EvidenceProf Blog

Editor: Colin Miller
Univ. of South Carolina School of Law

Thursday, January 30, 2025

Tenth Circuit Finds Forensic Interviews Admissible as Prior Consistent Statements

Federal Rule of Evidence 801(d)(1)(B) provides an exclusion to the rule against hearsay if

The declarant testifies and is subject to cross-examination about a prior statement, and the statement:...

(B) is consistent with the declarant’s testimony and is offered:

(i) to rebut an express or implied charge that the declarant recently fabricated it or acted from a recent improper influence or motive in so testifying; or

(ii) to rehabilitate the declarant's credibility as a witness when attacked on another ground

Subsection (ii) of Rule 801(d)(1)(B) was added in 2014, and there has been a paucity of precedent on it since its passage. But it's at the heart of the Tenth Circuit's recent opinion in United States v. Bruce, 2025 WL 311251 (10th Cir. 2025).

In Bruce,

Stetson Bruce was convicted on two counts of aggravated sexual abuse in Indian country for sexually abusing his five-year-old son, R.W. The trial centered on the testimony of R.W. and his half-sister, E.R., who said she witnessed one of the acts. After both children testified and were cross-examined, the United States District Court for the Eastern District of Oklahoma admitted into evidence the recordings of their forensic interviews, which were consistent with their trial testimony. These recordings were not played in the courtroom, but the jury was given access to them during its deliberations.

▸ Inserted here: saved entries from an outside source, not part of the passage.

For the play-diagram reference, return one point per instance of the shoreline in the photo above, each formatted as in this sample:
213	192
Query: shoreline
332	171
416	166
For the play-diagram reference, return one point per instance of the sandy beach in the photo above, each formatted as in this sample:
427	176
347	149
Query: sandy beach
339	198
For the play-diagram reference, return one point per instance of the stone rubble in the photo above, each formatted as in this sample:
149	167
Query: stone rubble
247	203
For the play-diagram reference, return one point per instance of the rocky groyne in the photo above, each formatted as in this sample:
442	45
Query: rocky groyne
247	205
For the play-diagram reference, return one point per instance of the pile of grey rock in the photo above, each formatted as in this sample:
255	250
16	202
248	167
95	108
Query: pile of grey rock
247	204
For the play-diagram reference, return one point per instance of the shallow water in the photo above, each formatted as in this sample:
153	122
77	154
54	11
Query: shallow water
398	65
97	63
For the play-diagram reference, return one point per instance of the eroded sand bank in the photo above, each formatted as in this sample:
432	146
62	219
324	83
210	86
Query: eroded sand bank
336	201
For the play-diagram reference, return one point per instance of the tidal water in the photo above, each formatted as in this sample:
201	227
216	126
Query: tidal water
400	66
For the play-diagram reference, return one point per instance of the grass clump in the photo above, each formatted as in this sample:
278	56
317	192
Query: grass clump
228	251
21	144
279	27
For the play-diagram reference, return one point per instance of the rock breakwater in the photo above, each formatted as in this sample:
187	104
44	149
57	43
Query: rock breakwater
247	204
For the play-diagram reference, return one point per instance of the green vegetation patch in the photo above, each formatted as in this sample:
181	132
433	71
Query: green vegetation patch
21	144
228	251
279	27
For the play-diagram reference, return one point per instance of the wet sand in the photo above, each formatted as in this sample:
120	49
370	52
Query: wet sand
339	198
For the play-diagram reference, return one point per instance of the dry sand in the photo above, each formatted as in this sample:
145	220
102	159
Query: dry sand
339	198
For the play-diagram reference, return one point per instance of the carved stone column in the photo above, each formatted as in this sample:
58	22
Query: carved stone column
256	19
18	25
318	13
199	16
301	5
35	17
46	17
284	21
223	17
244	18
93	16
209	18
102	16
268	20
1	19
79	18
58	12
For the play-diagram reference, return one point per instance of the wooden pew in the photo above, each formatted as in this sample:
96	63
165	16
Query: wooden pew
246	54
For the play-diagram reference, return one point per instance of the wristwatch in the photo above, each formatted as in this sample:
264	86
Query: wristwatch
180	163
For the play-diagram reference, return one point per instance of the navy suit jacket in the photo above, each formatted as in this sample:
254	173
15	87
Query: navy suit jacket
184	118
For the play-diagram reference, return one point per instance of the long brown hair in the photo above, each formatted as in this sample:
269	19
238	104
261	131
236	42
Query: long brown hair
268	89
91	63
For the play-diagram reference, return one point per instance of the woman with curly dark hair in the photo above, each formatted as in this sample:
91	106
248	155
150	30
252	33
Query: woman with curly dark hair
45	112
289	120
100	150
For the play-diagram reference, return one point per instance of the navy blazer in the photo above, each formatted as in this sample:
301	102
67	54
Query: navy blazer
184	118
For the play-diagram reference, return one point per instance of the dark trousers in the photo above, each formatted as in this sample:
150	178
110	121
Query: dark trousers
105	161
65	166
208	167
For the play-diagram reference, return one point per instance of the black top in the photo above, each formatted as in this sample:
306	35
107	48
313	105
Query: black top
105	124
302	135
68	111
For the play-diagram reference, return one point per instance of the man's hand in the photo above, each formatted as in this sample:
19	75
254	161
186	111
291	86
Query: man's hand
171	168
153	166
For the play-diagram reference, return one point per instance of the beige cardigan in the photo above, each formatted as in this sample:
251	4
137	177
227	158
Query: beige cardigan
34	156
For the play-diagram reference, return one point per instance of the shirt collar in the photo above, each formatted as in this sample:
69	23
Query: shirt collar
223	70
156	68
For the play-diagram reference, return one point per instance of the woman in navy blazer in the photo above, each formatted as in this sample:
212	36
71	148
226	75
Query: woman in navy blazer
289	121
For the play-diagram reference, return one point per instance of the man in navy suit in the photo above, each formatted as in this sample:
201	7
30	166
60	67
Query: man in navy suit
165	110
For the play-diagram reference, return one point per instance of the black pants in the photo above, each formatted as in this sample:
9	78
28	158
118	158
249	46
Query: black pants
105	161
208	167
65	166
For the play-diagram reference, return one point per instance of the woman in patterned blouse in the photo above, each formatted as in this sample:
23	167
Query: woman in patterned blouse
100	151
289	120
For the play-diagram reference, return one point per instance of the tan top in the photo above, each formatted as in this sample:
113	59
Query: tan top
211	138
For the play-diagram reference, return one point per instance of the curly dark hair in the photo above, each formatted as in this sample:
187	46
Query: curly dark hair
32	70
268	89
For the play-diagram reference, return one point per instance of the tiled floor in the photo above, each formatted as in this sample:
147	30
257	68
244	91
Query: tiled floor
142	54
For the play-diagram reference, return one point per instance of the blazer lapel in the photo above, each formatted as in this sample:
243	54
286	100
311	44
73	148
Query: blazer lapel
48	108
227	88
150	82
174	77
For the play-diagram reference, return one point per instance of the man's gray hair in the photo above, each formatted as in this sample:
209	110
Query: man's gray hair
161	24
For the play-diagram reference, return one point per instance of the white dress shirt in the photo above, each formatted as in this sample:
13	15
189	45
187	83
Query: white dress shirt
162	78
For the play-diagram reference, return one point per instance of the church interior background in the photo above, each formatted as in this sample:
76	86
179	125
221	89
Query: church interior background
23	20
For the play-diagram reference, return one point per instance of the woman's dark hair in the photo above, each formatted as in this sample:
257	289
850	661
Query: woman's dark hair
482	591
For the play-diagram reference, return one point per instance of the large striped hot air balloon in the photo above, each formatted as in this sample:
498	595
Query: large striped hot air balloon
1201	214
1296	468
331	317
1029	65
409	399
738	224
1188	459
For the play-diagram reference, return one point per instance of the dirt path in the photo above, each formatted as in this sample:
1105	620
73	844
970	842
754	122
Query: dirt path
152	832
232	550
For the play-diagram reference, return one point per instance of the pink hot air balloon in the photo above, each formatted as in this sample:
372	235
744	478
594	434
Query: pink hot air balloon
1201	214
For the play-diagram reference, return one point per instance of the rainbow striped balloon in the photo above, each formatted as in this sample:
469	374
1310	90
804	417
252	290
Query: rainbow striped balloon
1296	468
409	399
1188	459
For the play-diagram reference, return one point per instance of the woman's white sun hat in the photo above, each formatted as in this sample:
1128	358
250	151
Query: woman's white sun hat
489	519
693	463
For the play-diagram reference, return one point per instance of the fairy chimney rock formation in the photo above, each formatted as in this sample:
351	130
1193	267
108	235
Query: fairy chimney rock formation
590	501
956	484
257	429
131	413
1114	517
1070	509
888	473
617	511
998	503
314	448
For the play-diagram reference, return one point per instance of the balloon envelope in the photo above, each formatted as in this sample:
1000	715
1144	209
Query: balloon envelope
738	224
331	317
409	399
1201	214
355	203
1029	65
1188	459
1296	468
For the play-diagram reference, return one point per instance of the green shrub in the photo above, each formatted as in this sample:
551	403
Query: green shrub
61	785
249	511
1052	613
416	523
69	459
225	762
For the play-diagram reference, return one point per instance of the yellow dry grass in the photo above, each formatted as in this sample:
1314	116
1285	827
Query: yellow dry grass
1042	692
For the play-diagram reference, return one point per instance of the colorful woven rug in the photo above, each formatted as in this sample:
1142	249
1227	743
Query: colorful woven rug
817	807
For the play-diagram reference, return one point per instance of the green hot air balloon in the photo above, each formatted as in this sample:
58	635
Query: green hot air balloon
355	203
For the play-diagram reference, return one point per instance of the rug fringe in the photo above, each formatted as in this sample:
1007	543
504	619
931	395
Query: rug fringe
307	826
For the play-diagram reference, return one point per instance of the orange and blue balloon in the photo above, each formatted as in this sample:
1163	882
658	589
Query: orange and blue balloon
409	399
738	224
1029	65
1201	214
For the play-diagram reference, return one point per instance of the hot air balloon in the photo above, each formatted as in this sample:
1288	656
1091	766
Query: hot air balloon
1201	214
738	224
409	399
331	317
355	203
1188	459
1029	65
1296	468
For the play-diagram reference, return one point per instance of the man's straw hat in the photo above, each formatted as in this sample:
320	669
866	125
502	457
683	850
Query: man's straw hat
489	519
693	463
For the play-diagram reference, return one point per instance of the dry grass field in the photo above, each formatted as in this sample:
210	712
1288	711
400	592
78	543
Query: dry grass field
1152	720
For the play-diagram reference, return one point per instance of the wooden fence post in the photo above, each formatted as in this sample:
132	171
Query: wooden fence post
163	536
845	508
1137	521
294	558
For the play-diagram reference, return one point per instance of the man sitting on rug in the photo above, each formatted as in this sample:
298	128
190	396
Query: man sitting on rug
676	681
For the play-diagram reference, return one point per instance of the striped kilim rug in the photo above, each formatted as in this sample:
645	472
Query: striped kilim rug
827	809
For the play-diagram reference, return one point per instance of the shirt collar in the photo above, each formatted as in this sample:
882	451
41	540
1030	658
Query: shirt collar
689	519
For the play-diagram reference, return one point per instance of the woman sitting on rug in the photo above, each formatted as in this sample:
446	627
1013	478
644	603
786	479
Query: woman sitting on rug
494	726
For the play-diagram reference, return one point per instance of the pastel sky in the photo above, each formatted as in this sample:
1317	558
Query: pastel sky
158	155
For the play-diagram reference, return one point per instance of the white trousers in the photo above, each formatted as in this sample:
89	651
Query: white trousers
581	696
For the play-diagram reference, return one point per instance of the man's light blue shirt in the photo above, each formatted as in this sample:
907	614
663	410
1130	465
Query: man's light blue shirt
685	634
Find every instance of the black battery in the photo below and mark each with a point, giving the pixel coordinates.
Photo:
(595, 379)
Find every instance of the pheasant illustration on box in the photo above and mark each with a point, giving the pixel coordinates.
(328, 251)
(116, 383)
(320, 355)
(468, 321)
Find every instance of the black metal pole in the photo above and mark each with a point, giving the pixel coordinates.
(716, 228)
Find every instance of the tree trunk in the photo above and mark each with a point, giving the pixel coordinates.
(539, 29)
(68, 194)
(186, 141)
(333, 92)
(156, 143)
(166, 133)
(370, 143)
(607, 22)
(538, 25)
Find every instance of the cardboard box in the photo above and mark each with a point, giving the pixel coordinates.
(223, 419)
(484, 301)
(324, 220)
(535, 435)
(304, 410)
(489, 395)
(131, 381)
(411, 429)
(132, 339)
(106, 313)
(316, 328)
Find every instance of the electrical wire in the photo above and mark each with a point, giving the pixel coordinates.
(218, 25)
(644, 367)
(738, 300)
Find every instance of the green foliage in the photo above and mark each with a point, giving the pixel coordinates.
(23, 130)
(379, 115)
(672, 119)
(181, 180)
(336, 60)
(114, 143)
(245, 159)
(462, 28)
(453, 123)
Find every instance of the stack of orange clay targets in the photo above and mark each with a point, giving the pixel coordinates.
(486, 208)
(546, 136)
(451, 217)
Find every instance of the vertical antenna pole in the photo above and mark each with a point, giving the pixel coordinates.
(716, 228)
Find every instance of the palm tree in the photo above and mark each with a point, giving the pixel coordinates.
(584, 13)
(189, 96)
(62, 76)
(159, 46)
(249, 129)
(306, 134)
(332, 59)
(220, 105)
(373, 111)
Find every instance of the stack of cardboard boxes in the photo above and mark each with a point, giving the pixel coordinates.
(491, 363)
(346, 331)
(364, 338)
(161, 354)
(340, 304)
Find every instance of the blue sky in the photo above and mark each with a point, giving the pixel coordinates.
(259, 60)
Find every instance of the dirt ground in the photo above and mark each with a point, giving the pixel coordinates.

On appeal, Bruce claimed that these recordings should have been deemed inadmissible. The Tenth Circuit disagreed, finding they were admissible under Rule of Evidence 801(d)(1)(B). With regard to R.W.'s forensic interview, the court concluded that

On cross-examination defense counsel asked R.W. “[h]ow many times” he had talked to the prosecutor, whether he and the prosecutor “talk about [the incident] a lot,” and whether the prosecutor “helps [him] with what [he's] saying.”...The obvious purpose of this questioning was to suggest that the prosecutor was coaching R.W. In other words, the implication was that R.W. was “act[ing] from a recent improper influence or motive.” Fed. R. Evid. 801(d)(1)(B)(i)....

This then took the Tenth Circuit to E.R.'s forensic interview, which it deemed admissible under Rule 801(d)(1)(B)(ii), finding as follows:

Similarly, E.R.’s forensic interview was admissible under Rule 801(d)(1)(B)(ii), which permits the admission of prior consistent statements that are offered “to rehabilitate the declarant's credibility as a witness when attacked on another ground.” The Advisory Committee Notes to the 2014 Amendment specifically identify “faulty memory” as one such alternative ground. See Fed. R. Evid. 801 advisory committee's note to 2014 amendment (“The intent of the amendment is to extend substantive effect to consistent statements that rebut other attacks on a witness—such as the charges of inconsistency or faulty memory.”).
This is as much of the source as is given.